DHTML dropdowns need Javascript to work, which is something that cannot be taken for granted. Security aware customers disallow Javascript to prevent pop-ups, dialer software and adware to be installed.
Menus dependent on a mouse and Javascript cannot be made accessible according to the standards. You can create landing pages for each subsection and thus making the navigation independent of scripts and mice, but this means you lose the benefit of an easily maintained navigation you wanted to achieve with the DHTML menu. DHTML menus that don't generate the link data but hide and show existing divs are even worse, as screen reader users or textbrowser users have to skip (or scan through them) without being able to use them
As handy as this way of navigation may appear to be at the first glance (easily maintained via text files, multilanguage in some cases), they have several drawbacks:
Take as an example a DHTML dropdown navigation 3 levels deep. You select the first level, the second, and the third and click on it. The page loads and when you want to go to the next sub-page in level 3, you'll need to repeat the whole process. There is no highlight in the navigation showing me where on level 3 I am right now. I need to add a different mean to the page design to show the user where he is, something the navigation should handle.

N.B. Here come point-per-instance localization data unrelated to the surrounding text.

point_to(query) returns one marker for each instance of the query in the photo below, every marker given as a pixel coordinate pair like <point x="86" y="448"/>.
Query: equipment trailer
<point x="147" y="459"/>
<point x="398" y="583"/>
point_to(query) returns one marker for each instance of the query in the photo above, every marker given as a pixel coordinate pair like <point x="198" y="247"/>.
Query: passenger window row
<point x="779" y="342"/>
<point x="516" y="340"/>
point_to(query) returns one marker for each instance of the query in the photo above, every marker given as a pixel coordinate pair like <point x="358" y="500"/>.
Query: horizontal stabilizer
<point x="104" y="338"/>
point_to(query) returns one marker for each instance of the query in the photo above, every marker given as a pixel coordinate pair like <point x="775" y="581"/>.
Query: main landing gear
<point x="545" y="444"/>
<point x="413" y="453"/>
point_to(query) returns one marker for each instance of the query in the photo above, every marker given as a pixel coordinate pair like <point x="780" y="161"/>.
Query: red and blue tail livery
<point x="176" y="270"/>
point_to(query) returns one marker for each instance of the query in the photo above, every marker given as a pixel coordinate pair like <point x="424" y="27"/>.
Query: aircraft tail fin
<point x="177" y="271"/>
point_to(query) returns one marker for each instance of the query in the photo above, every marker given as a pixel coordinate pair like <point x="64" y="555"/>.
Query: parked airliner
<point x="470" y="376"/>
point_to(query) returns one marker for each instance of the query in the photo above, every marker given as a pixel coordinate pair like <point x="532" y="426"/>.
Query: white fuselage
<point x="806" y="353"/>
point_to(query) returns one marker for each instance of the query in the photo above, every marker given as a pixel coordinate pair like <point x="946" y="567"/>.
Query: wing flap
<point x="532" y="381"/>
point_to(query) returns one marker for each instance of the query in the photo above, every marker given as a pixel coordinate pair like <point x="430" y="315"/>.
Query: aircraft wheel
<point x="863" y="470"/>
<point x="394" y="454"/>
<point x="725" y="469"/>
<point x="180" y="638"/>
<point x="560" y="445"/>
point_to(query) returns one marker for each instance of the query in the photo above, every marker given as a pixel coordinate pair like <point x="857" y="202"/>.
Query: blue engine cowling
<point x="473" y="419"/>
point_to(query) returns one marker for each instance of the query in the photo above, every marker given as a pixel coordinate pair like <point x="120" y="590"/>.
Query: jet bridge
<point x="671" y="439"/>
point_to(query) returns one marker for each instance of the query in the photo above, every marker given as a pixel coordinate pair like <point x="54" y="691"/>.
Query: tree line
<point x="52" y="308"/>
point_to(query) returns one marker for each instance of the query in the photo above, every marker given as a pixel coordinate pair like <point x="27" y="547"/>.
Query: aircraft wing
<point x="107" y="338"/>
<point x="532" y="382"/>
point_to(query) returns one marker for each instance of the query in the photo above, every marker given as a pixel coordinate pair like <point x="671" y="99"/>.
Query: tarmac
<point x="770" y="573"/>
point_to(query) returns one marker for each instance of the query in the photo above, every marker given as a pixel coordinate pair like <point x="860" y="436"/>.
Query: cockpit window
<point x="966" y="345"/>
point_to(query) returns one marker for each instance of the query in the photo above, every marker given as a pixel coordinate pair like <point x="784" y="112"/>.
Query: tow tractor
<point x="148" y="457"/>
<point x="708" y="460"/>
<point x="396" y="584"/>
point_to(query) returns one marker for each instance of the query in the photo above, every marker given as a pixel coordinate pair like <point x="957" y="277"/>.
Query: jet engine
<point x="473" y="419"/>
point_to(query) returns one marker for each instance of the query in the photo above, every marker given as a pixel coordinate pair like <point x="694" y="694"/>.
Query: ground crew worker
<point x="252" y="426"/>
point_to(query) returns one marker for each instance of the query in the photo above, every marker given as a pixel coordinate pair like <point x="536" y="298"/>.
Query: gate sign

A navigation should make it easy for you to navigate through the main sections of a web site and in the subsection the user is in.
The bigger the website is, the more you depend on a search or a sitemap to find your way around the site. You do not need to be able to access every part of the site from every page, this is what application design dictates, not web development. Furthermore, this is the job of a sitemap.
If a user journey requires cross-jumping in between main sections of the navigation, this is an indicator that there is something wrong with the usability or logic of the sitemap itself, nothing technology can fix.
As DHTML is not a specific science and sloppily implemented in loads of browsers, DHTML scripts need to be constantly tested and maintained to cater every new browser while at the same time ensure older browsers support them or degrade gracefully. It is a race, that cannot be easily won.
Search engines cannot follow links that are generated via Javascript. Google amongst others ranks pages by their number of links and connected documents.
A DHTML menu ensures that only the text of the first page gets spidered, all "deeper" data is lost.
The whole aspect about easy maintenance and globalisation of menus can be done in the backend the same way as it is implemented in Javascript in many DHTML menues.
A navigation generated by a server side language can be defined by a database and even allow for online editing. A parameter stored in a session or a cookie can define the language and which elements to be shown or hidden.
By defining the menu HTML once in a template and pulling the different languages from a database or XML files, easy maintenance of the menu system is given and there are no browser/accessibility problems.